Does the link to listen to your webcast work? Check it. I went to an AC station in a large market and clicked the "Listen Live" link. I got a promo telling me to go to their website to hear the station live on the internet. Huh? If I'm listening to the web feed, I obviously did that already. When the promo ended, I got an error and the stream stopped. I tried it again - same result. Another station, this time Hot/AC in a top 20 market, had their webstream out of phase, meaning it's pretty much worthless. Mostly echo. I couldn't even tell if this station has a webcast. Oops. I know, it works in IE. Attention to detail means making it work on others too. You wouldn't want your station to only work on some radios, would you? Oh wait, that's HD :)
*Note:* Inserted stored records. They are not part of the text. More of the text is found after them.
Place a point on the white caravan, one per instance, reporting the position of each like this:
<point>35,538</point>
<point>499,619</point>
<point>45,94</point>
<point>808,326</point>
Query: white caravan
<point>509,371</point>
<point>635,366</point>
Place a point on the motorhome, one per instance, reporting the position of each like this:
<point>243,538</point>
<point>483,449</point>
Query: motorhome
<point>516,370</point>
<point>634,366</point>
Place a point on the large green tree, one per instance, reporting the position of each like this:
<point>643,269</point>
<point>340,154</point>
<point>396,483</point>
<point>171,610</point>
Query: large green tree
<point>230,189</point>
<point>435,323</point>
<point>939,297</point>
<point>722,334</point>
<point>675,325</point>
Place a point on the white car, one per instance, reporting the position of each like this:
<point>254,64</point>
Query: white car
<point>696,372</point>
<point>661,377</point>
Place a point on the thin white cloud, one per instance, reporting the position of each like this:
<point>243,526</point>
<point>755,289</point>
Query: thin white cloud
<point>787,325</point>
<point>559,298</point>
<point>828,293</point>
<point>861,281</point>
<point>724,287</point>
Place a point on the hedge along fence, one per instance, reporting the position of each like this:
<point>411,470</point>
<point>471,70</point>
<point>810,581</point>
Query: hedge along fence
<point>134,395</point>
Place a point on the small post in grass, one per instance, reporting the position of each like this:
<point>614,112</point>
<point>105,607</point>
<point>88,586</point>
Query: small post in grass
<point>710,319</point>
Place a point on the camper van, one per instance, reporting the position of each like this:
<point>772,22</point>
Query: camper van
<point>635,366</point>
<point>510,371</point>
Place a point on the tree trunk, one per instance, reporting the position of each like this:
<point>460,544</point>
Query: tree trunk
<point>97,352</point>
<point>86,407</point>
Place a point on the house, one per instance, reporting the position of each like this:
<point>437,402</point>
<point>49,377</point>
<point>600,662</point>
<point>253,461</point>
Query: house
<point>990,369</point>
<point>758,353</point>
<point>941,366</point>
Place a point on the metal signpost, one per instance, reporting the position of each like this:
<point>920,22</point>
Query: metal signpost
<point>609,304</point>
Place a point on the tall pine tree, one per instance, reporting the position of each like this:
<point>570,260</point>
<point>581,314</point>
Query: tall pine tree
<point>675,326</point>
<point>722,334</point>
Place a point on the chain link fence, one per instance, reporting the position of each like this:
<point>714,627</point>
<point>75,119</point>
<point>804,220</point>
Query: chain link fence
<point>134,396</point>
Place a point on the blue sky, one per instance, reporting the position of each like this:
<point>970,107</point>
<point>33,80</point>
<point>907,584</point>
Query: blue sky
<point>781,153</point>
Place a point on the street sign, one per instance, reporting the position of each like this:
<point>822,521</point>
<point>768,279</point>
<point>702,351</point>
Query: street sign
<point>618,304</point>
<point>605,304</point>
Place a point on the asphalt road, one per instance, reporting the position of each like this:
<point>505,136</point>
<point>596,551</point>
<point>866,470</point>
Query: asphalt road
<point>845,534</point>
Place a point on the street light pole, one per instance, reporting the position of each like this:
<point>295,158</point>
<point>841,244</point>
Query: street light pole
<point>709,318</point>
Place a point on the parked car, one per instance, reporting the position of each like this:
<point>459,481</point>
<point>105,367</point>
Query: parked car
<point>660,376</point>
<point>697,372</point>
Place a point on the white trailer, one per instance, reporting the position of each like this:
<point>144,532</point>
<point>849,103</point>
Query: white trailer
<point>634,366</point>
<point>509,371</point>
I love this webcam shot. Ahh, voicetracking. As if we're not doing enough to prove that nobody's home. And really, why bother putting up a staff bios page that's going to look like this? I guess nobody works there.
This is your brand we're talking about here. Most radio sites look like such an afterthought, and that's a shame because a well done website could be your way to keep in touch with your fans when not on the air. In fact, I think a bad website is an insult to your air talent and staff.
How are you using your website to bring listeners back to your station? How are you using your website to turn casual listeners into fans with a two year old bio of your afternoon guy? Why not set up his page so he can post what time he's giving stuff away? Why not have him write a blurb about his favorite song this week and what times he'll be playing it? It's your site! Use it!!
There's a morning co-host out there posting her diary on their site as a blog. I say hell yes! One station posted a picture of Mariah Carey's fake abs with a caption: Mariah Carey's Fake Abs." Talk about lazy. Another station has the same picture posted with a rant from the morning show host talking about how hard she works to look her best and she thinks Mariah painting on abs is a frigging joke. An insult. Listeners are posting their comments. That's content! That's real!
Here's a tip: Bring in a listener, sit 'em down in front of a computer and ask them to find the details for your big promotion on your website. Ask them to find out what's happening tomorrow on your morning show. Then watch what happens. See if they can find it at all. I had a super slick design for my personal website, but I redesigned it from scratch because the content was too hard to find. Style got in the way of substance. Not smart. I fixed it.
Attention To Detail:
Demand it from everyone on your staff, beginning with yourself.
My personal mottto has always been "My happiness starts witth me" - meaning that if I'm depressed or if something's wrong in my life, it's up to me to make it right. I think that works for everyone who works at a radio station too. "My station's success starts with me." A winning environment is one where everybody takes pride and ownership - where everybody wants it done right. Details matter.